One of my goals for using standards based grading is that I wanted to get away from the “get a mark” or “take a mark off” mentality.  By using a three point scale tied to a learning objective and not a single question, my numerical feedback directly relates a holistic realization of progress.  As a result I now get the truly enjoyable treat of having new students approach me and asking why they lost a mark.  I get to look them in their eyes and tell them that I have no idea what they’re talking about.  I then usually ask them if they have demonstrated mastery and we can quickly decide on a resolution. Gone are the days of marks being compared between students, trying to figure out why one person got a 4 on a question while another person only got a 3.
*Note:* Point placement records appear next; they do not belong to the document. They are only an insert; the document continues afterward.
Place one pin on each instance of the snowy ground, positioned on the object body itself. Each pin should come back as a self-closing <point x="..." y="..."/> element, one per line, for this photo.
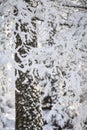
<point x="8" y="115"/>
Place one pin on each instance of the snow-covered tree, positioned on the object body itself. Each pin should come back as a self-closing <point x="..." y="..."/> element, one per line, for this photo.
<point x="50" y="62"/>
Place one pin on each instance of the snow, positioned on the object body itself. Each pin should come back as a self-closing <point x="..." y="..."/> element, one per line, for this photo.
<point x="59" y="62"/>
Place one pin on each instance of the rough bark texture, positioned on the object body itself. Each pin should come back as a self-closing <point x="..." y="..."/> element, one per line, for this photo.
<point x="28" y="113"/>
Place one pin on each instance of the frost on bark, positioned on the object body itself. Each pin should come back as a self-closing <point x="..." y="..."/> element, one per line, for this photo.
<point x="28" y="112"/>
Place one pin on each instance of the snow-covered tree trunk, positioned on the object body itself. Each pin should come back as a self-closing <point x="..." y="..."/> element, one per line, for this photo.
<point x="28" y="111"/>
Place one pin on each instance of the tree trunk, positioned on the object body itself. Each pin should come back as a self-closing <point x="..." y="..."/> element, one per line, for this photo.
<point x="28" y="113"/>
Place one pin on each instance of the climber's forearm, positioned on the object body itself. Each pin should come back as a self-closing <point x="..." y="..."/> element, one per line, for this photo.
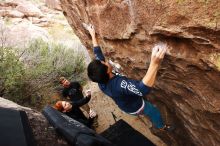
<point x="150" y="77"/>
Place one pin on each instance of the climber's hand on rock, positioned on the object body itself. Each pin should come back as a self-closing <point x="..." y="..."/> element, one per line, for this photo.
<point x="158" y="53"/>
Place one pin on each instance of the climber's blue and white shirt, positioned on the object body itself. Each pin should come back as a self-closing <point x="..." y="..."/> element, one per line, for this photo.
<point x="126" y="93"/>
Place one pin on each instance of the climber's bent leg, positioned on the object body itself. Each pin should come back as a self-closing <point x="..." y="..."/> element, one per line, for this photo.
<point x="154" y="115"/>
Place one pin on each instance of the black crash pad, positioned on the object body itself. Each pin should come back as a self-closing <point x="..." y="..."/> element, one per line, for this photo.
<point x="75" y="132"/>
<point x="15" y="129"/>
<point x="122" y="134"/>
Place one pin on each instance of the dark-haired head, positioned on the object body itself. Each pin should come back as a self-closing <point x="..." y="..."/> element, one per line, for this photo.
<point x="98" y="72"/>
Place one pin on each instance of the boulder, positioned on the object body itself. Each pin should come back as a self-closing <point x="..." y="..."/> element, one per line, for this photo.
<point x="43" y="133"/>
<point x="53" y="4"/>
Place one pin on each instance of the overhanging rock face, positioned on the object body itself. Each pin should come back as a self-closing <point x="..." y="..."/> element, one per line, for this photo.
<point x="188" y="85"/>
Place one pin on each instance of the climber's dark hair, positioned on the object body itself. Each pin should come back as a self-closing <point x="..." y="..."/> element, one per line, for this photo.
<point x="97" y="72"/>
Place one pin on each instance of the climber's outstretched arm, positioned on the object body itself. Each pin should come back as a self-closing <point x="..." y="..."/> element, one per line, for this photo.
<point x="158" y="53"/>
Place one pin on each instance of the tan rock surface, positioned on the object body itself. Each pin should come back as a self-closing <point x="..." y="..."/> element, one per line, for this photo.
<point x="43" y="133"/>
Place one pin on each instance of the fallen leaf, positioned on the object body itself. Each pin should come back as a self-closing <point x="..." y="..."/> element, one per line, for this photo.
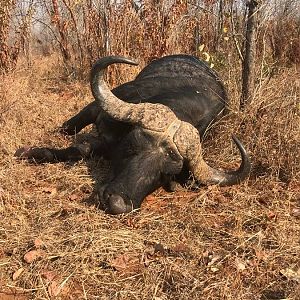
<point x="295" y="212"/>
<point x="38" y="243"/>
<point x="17" y="273"/>
<point x="126" y="263"/>
<point x="59" y="287"/>
<point x="240" y="265"/>
<point x="50" y="190"/>
<point x="291" y="274"/>
<point x="33" y="255"/>
<point x="48" y="275"/>
<point x="181" y="247"/>
<point x="214" y="269"/>
<point x="271" y="215"/>
<point x="54" y="289"/>
<point x="74" y="197"/>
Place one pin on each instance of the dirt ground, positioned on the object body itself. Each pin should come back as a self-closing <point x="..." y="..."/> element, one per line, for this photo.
<point x="240" y="242"/>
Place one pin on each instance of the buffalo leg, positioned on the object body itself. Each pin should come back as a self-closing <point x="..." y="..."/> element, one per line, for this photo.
<point x="85" y="117"/>
<point x="72" y="153"/>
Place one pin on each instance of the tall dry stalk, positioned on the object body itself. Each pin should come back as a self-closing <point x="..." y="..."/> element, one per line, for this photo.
<point x="8" y="54"/>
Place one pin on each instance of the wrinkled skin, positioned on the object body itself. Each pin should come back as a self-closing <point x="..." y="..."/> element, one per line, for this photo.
<point x="141" y="162"/>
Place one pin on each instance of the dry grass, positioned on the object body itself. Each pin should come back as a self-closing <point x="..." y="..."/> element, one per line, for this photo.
<point x="238" y="242"/>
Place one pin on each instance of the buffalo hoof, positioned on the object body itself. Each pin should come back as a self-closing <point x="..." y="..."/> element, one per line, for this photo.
<point x="36" y="154"/>
<point x="117" y="205"/>
<point x="111" y="203"/>
<point x="66" y="129"/>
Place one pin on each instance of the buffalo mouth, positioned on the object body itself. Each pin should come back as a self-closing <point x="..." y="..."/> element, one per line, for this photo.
<point x="160" y="120"/>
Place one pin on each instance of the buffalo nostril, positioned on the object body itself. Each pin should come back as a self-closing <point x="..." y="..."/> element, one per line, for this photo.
<point x="117" y="205"/>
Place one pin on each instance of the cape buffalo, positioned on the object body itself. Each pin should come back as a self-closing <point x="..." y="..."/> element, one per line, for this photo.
<point x="150" y="128"/>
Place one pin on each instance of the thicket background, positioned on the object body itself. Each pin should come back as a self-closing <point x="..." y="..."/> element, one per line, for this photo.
<point x="238" y="242"/>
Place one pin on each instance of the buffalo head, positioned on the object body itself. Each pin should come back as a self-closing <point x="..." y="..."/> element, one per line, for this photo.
<point x="157" y="147"/>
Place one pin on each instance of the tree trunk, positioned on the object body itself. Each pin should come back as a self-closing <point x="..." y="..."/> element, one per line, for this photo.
<point x="8" y="54"/>
<point x="249" y="56"/>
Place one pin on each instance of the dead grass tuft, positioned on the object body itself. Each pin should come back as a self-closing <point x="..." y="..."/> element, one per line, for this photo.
<point x="239" y="242"/>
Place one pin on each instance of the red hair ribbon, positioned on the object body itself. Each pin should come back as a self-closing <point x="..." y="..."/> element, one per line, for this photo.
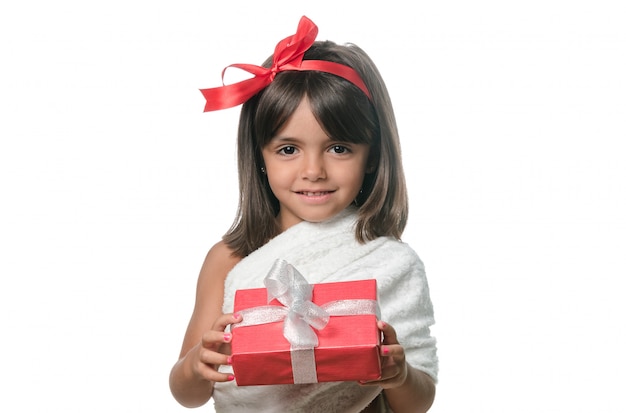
<point x="288" y="55"/>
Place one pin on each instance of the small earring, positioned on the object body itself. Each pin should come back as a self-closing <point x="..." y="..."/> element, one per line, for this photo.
<point x="356" y="200"/>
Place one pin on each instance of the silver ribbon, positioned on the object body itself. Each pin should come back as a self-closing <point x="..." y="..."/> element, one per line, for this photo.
<point x="300" y="315"/>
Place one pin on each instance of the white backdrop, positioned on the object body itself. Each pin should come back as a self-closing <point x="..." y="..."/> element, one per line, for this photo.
<point x="114" y="185"/>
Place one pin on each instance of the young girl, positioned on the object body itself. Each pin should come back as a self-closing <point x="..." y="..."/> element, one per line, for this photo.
<point x="322" y="187"/>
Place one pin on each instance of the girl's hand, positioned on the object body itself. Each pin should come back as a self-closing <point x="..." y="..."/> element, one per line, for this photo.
<point x="394" y="369"/>
<point x="214" y="350"/>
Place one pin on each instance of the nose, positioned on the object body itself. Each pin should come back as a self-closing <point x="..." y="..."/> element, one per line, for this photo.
<point x="313" y="167"/>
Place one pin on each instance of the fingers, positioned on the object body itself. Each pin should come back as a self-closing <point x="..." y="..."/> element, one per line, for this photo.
<point x="213" y="345"/>
<point x="393" y="364"/>
<point x="389" y="333"/>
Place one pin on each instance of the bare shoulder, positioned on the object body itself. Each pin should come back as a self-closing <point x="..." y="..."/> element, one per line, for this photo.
<point x="220" y="259"/>
<point x="209" y="292"/>
<point x="217" y="264"/>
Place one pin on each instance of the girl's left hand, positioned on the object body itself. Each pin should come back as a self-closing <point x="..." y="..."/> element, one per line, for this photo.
<point x="393" y="363"/>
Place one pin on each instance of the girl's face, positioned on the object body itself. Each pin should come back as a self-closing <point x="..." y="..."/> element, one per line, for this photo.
<point x="313" y="176"/>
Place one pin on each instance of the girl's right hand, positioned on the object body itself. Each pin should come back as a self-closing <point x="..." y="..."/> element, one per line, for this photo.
<point x="214" y="350"/>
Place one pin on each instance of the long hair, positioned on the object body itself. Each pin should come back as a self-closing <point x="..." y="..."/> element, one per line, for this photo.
<point x="344" y="112"/>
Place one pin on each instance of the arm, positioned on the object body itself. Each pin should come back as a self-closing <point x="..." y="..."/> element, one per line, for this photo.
<point x="205" y="346"/>
<point x="406" y="388"/>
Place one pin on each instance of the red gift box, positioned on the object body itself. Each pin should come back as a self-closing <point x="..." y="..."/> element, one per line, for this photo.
<point x="348" y="345"/>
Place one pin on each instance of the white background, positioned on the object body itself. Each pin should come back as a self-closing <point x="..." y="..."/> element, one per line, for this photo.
<point x="114" y="184"/>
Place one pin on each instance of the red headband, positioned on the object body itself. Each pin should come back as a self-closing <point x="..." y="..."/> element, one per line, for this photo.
<point x="288" y="55"/>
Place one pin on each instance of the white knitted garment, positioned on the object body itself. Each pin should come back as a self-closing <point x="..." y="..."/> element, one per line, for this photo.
<point x="328" y="252"/>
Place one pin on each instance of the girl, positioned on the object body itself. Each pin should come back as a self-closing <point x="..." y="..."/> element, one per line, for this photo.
<point x="322" y="187"/>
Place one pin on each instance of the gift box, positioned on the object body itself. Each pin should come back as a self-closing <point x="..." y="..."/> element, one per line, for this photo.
<point x="273" y="345"/>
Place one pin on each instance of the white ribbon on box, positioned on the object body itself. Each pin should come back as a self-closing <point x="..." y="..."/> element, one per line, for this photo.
<point x="300" y="315"/>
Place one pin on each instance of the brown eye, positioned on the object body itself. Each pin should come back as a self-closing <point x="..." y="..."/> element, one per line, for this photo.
<point x="339" y="149"/>
<point x="287" y="150"/>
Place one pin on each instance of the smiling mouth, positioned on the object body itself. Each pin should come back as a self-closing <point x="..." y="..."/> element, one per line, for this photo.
<point x="318" y="193"/>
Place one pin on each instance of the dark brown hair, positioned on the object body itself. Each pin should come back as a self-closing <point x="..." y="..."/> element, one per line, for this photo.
<point x="345" y="113"/>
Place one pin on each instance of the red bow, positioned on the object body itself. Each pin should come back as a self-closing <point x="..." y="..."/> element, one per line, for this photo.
<point x="288" y="55"/>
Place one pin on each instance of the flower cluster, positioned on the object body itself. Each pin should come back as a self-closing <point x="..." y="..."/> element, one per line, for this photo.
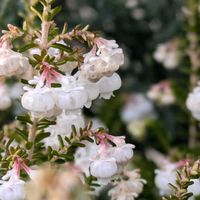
<point x="61" y="79"/>
<point x="103" y="160"/>
<point x="168" y="54"/>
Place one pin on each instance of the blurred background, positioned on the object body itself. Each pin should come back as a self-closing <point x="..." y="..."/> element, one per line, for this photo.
<point x="150" y="116"/>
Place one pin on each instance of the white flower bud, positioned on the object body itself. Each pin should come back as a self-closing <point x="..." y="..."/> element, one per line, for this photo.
<point x="12" y="63"/>
<point x="38" y="100"/>
<point x="109" y="84"/>
<point x="104" y="168"/>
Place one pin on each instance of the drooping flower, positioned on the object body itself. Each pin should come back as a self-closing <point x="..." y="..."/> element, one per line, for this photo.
<point x="103" y="60"/>
<point x="168" y="54"/>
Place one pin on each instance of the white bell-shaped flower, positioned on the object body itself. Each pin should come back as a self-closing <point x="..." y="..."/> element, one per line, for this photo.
<point x="5" y="100"/>
<point x="38" y="100"/>
<point x="65" y="121"/>
<point x="103" y="60"/>
<point x="103" y="168"/>
<point x="83" y="156"/>
<point x="63" y="127"/>
<point x="72" y="99"/>
<point x="109" y="84"/>
<point x="12" y="63"/>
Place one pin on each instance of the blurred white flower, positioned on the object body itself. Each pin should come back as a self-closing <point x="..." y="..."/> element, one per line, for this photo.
<point x="193" y="102"/>
<point x="162" y="93"/>
<point x="136" y="108"/>
<point x="5" y="101"/>
<point x="168" y="54"/>
<point x="104" y="168"/>
<point x="137" y="128"/>
<point x="138" y="13"/>
<point x="194" y="188"/>
<point x="131" y="3"/>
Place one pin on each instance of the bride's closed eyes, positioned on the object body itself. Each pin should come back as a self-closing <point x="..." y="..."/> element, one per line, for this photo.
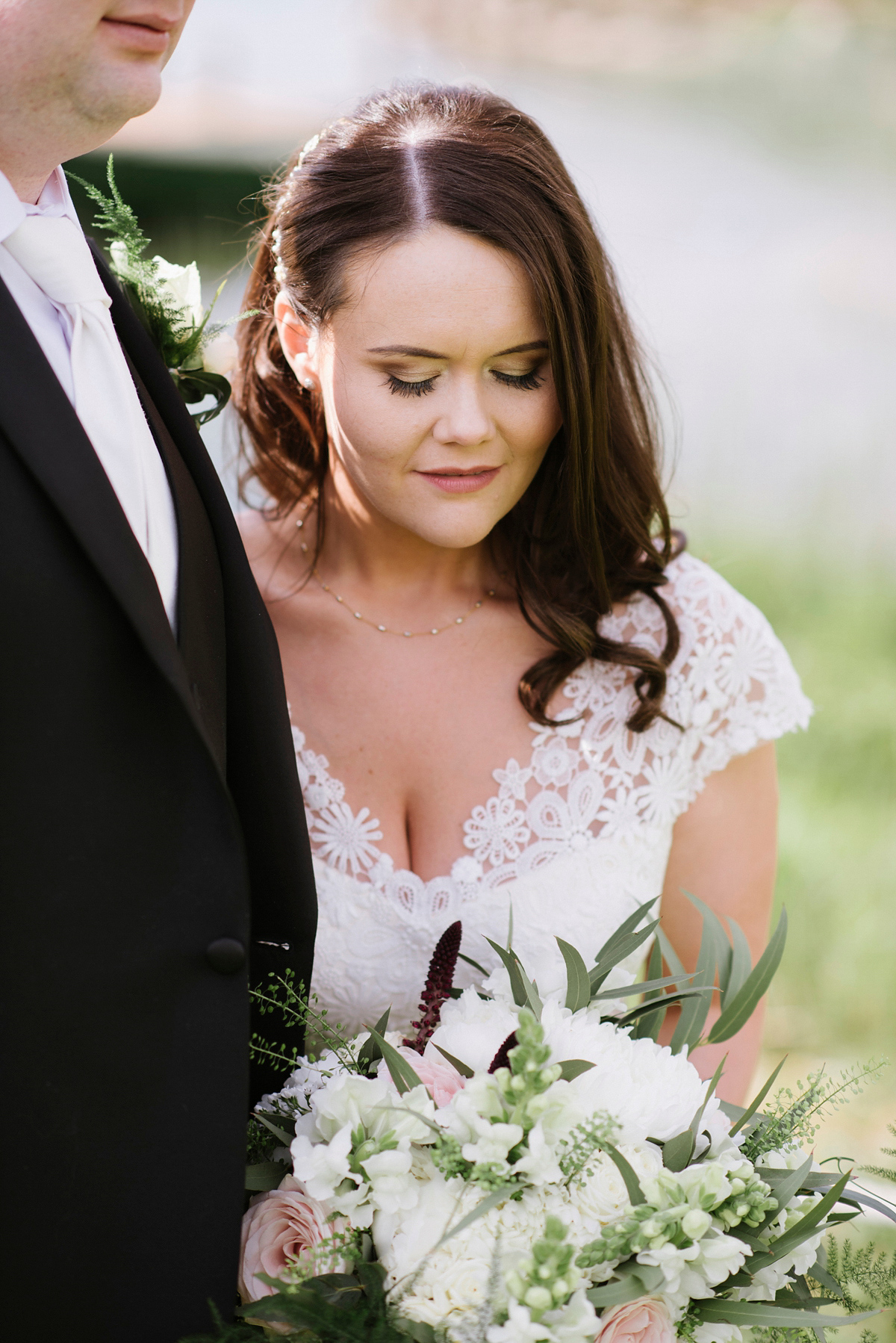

This year I was interested in trying to bring more metacognition and self-awareness on quiz/test feedback. To do this, I have added a little twist to my SBG marking scheme. First I collect the quiz or test and go through each question, leaving feedback where required.  Sometimes my feedback is in the form of Socratic questioning, while other times I might be leaving direct corrections or solutions.  After I have done this, I enter in the students’ progress in ActiveGrade. However, unlike last year where I markup the overall learning objective on the quiz, I am now leaving it blank. I return the quiz/test and ask the students to go through my corrections and feedback and figure out what mark they get for each learning objectives.  Later I compare this mark to the ones I put in ActiveGrade, make adjustments where necessary, and then have the students enter the mark on their learning progress sheets.

The first time I tried this (okay, who am I kidding - I’ve only done this once so far), the students really liked it.  In fact, they were downright enthusiastic about it.  I’m not sure if they appreciate the formative aspect of the task or the feeling of control on their grade. Either way, so far it seems to be well received and probably effective to some degree.  It doesn’t quite get to the self-assessment that John Burke and Frank Noschese do, but perhaps in my context this is the best I can manage.  John and Frank actually have students self-assess their quizzes right after finishing them, and I think this is a great idea.  Unfortunately I don’t think it’s possible to do this with a 30 student classroom and with other classes about to write the same quiz/test later in the day or next day.